The Hamas regime in Gaza is, of course, not a High Contracting Party, and, more importantly, Israel has reason to fear both that aid provisions are diverted by Hamas and that a direct advantage is accrued to it by such diversions. Not only does Hamas take provisions for its own forces, but its authorities sell provisions donated by foreign bodies and use the money to finance its war. It’s notable that the first reports of Hamas’s financial difficulties emerged only in the past few weeks, once provisions were blocked.
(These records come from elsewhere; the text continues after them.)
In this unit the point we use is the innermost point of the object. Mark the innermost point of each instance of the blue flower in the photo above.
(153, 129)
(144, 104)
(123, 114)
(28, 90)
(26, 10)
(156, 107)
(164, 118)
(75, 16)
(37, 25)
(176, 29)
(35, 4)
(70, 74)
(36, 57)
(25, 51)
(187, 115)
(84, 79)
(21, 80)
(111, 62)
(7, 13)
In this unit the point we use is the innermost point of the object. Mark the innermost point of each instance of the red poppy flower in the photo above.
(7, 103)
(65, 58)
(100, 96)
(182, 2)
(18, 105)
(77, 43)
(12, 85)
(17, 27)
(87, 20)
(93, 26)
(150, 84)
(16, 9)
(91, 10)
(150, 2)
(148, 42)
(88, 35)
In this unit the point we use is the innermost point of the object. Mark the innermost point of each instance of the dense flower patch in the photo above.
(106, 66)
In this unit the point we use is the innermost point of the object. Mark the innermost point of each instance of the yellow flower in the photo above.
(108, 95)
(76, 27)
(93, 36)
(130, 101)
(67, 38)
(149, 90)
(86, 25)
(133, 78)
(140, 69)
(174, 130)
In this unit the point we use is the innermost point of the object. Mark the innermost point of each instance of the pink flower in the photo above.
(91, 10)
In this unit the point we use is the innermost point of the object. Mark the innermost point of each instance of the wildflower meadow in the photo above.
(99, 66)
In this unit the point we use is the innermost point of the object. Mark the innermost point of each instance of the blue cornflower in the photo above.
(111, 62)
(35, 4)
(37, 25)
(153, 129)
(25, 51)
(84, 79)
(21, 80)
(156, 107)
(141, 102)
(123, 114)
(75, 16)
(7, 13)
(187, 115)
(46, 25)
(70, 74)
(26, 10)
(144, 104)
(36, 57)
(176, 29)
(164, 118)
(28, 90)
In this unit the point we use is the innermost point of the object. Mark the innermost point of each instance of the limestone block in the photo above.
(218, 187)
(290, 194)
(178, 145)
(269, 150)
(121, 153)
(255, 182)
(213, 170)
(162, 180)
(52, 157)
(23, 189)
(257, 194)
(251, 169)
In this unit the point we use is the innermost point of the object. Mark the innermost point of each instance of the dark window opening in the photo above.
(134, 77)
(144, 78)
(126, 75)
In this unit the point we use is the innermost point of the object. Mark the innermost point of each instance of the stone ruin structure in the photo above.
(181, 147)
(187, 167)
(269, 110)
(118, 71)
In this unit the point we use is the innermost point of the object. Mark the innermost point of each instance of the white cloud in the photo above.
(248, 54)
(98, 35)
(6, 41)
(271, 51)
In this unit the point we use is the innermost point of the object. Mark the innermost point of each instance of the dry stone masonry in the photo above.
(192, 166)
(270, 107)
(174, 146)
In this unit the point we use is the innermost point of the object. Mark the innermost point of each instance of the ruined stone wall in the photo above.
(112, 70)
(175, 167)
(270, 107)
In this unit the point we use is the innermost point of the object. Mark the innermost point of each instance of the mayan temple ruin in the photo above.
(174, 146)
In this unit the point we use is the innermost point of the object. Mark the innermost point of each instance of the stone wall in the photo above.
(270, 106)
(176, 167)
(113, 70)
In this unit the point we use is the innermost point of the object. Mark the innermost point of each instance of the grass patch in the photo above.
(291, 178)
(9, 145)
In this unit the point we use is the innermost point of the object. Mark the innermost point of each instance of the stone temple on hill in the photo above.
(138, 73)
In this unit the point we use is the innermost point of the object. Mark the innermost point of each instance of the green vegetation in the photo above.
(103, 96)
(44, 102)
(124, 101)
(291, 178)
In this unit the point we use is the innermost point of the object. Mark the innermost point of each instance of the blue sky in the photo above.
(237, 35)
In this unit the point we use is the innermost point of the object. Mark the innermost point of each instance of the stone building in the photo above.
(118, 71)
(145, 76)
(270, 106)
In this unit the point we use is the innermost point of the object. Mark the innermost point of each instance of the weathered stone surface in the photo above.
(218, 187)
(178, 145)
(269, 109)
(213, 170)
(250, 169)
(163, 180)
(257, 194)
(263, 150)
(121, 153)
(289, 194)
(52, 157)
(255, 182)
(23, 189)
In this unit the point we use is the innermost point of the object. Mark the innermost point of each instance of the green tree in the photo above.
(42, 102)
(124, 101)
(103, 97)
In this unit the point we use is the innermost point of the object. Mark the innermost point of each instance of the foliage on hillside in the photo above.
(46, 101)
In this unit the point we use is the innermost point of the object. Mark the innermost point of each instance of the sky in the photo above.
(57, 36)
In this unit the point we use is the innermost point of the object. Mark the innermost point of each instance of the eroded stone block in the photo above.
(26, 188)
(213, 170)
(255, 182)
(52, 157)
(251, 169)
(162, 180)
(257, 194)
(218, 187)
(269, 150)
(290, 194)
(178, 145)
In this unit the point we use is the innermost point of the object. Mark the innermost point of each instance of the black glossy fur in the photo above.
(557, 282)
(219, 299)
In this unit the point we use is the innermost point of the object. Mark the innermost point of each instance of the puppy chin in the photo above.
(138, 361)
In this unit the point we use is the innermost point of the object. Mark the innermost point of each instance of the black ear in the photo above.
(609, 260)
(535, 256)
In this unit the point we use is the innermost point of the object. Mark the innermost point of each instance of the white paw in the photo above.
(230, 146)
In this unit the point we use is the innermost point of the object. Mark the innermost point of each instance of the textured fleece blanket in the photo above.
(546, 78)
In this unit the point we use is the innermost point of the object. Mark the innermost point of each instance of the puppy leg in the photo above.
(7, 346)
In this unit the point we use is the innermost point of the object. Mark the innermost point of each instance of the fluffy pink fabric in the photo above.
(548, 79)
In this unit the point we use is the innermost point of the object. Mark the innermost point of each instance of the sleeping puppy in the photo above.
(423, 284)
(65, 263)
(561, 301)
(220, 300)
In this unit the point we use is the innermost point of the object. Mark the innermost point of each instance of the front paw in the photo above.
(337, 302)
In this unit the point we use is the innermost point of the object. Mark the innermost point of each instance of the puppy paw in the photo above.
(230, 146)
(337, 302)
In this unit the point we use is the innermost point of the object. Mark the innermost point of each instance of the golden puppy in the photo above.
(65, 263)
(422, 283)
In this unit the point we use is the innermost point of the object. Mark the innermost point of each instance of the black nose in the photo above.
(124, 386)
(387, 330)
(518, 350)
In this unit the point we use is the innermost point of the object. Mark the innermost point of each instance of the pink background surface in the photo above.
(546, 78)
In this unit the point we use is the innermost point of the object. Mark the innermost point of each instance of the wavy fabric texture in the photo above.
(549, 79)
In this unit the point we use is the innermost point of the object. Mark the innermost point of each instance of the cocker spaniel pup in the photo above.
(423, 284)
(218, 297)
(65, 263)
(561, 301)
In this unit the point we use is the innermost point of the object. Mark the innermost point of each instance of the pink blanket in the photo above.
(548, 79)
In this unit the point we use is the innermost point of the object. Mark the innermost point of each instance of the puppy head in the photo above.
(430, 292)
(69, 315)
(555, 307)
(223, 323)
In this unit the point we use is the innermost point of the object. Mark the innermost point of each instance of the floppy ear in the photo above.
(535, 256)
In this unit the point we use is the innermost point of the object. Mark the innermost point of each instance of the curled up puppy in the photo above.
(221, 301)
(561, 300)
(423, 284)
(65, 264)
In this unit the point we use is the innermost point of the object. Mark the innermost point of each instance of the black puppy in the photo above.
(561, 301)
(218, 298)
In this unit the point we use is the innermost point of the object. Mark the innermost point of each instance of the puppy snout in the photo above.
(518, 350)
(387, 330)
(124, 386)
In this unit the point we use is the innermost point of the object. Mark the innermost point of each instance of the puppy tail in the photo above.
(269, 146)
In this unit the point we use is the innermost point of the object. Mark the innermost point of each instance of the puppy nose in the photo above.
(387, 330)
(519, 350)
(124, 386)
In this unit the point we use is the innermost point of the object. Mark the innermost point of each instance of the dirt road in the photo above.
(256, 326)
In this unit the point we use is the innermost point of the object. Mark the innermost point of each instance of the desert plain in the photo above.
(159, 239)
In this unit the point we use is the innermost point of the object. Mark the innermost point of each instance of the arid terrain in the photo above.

Yet, since the war began, even European states considered friendly to Israel have repeatedly demanded that Israel “allow unhindered passage of humanitarian aid” and refrain from seizing territory or imposing “demographic change”—which means, in practice, that Gazan civilians can’t seek refuge abroad. These principles don’t merely constitute a separate system of international law that applies only to Israel, but prolong the suffering of the people they are ostensibly meant to protect:

By insisting that Hamas can’t lose any territory in the war it launched, the international community has invented a norm that never before existed and removed one of the few levers Israel has to pressure it to end the war and release the hostages.

These commitments have . . . made the plight of the hostages much worse and much longer. They made the war much longer than necessary and much deadlier for both sides. And they locked a large civilian population in a war zone where the de-facto governing authority was not only indifferent to civilian losses on its own side, but actually had much to gain by it.